I just got a big susto trying to cross the
border to the US. I went directly to get the six months permission to be within
the country. Indira had told me that normally it is very easy to get it, just
saying that I am visiting friends or family and she said it would be better
saying that. I preferred doing it in the right way, telling all the truth about
my plans volunteering with WWOOF and saying that I was planning to spend the
whole year doing it. The police I got to talk with said that getting food and accommodation
was a kind of remuneration and my visa was not the right one to do that. He
started asking questions, saying that he was able to cancel my visa and that I
would have to go to the US consulate to apply for another one that allows me to
do what I was planning to do. Another guy who seemed to be a superior came to
me and he rather made questions focusing on how I was going to finance my trip.

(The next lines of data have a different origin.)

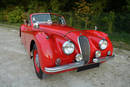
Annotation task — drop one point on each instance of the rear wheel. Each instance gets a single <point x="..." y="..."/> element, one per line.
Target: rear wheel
<point x="39" y="73"/>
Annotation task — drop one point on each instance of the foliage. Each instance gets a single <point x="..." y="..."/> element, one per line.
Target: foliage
<point x="16" y="15"/>
<point x="108" y="15"/>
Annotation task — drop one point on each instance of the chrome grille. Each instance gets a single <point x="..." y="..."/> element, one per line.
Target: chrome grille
<point x="84" y="47"/>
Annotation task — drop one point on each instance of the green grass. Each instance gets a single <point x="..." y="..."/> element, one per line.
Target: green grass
<point x="120" y="40"/>
<point x="10" y="25"/>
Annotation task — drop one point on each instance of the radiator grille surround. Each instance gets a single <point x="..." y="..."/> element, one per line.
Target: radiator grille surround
<point x="84" y="47"/>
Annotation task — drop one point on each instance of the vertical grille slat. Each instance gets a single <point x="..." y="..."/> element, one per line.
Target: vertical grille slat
<point x="84" y="47"/>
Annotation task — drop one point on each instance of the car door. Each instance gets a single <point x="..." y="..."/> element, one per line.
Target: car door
<point x="27" y="32"/>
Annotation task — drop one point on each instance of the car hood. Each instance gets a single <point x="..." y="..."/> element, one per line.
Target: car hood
<point x="69" y="31"/>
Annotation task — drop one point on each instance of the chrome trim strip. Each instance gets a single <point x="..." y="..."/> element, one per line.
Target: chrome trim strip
<point x="98" y="60"/>
<point x="64" y="67"/>
<point x="79" y="46"/>
<point x="81" y="49"/>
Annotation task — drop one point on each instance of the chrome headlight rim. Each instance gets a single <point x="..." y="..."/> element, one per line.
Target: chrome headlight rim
<point x="103" y="44"/>
<point x="68" y="47"/>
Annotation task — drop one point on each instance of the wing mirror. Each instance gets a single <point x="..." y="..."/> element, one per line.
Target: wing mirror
<point x="25" y="22"/>
<point x="36" y="25"/>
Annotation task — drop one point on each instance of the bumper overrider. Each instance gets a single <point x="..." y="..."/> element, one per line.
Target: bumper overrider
<point x="75" y="65"/>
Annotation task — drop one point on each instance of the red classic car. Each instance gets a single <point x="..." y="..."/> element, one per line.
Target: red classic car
<point x="56" y="47"/>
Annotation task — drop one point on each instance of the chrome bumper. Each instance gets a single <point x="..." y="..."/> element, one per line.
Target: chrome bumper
<point x="98" y="60"/>
<point x="74" y="65"/>
<point x="64" y="67"/>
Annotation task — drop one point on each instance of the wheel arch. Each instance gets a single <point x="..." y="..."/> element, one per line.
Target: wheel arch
<point x="31" y="48"/>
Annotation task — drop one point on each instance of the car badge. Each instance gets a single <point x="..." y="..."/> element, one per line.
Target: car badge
<point x="80" y="33"/>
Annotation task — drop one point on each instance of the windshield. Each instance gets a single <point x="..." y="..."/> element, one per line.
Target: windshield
<point x="47" y="18"/>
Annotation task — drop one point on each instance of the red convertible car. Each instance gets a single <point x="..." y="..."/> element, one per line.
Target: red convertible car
<point x="56" y="47"/>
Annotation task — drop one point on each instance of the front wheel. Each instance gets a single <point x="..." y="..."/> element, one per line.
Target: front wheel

I tried to give an explanation but he became rude and said that if I was not
able to prove him financial solvency he will cancel my visa. I didn’t know what
to say, I became very nervous at the idea of not only the fact that I wasn’t
going to be able to get in but that he could eventually cancel my visa. I tried
to be as quiet as I could and said yes to whatever he asked. I sincerely thought
I was doing everything right and as I volunteered once already in New York
City, I think it is totally legal to do that. I walked the line back thinking
of a way to prove them that I am not thinking of overstaying and that I would
not like to risk that visa, as it is a big privilege to have one. I think that
if they would have just listened to me it was obvious that I wasn’t the kind of
person who is going to work anywhere just to make money. I understand what is
happening, they’re just doing their job and it was me who chose to come in this
unconventional way and situation. They seemed surprised of me talking fluently
and of my passport full of stamps. I think they also wanted me to get in as
everybody else but this is the way the system is built. I felt kind of
miserable; I think that the people who get caught when crossing illegally feel
the same but a thousand times stronger. Tijuana is a tough place, there is all
kind of injustices, good and bad people, frustrated migrants who stay here to
work at the maquiladoras, where they get miserable wages but sometimes is
better than what they could get back home. Tijuana is people from California
who come and are welcome to spend their dollars in all kind of things including
prostitutes and casinos of the multimillionaire politician Hank Rhon, son of
Hank Gonzalez who also owns a big part of the Mexican wealth. Tijuana is
opulence, malls and luxurious neighborhoods surrounded by enormous poverty
belts sitting in beautiful green mountains in where school courses have to be
suspended during the rains because of the danger of landslides. There is a big
difference amongst the people who, having a visa, can cross anytime to the neighboring
cities of the US, getting cheaper goods, entertainment and even products to
stock up their business and sell them to the workers that can only see the
lines of cars going to the “otro lado” everyday but cannot cross. For those
workers, life is all about working, being in a recondite corner of Mexico where
the next big city they can go to is Mexicali, to hours away, and Hermosillo,
ten hours away. For them, what seems to be the paradise of the developed US
city of San Diego, is so close and so far at the same time.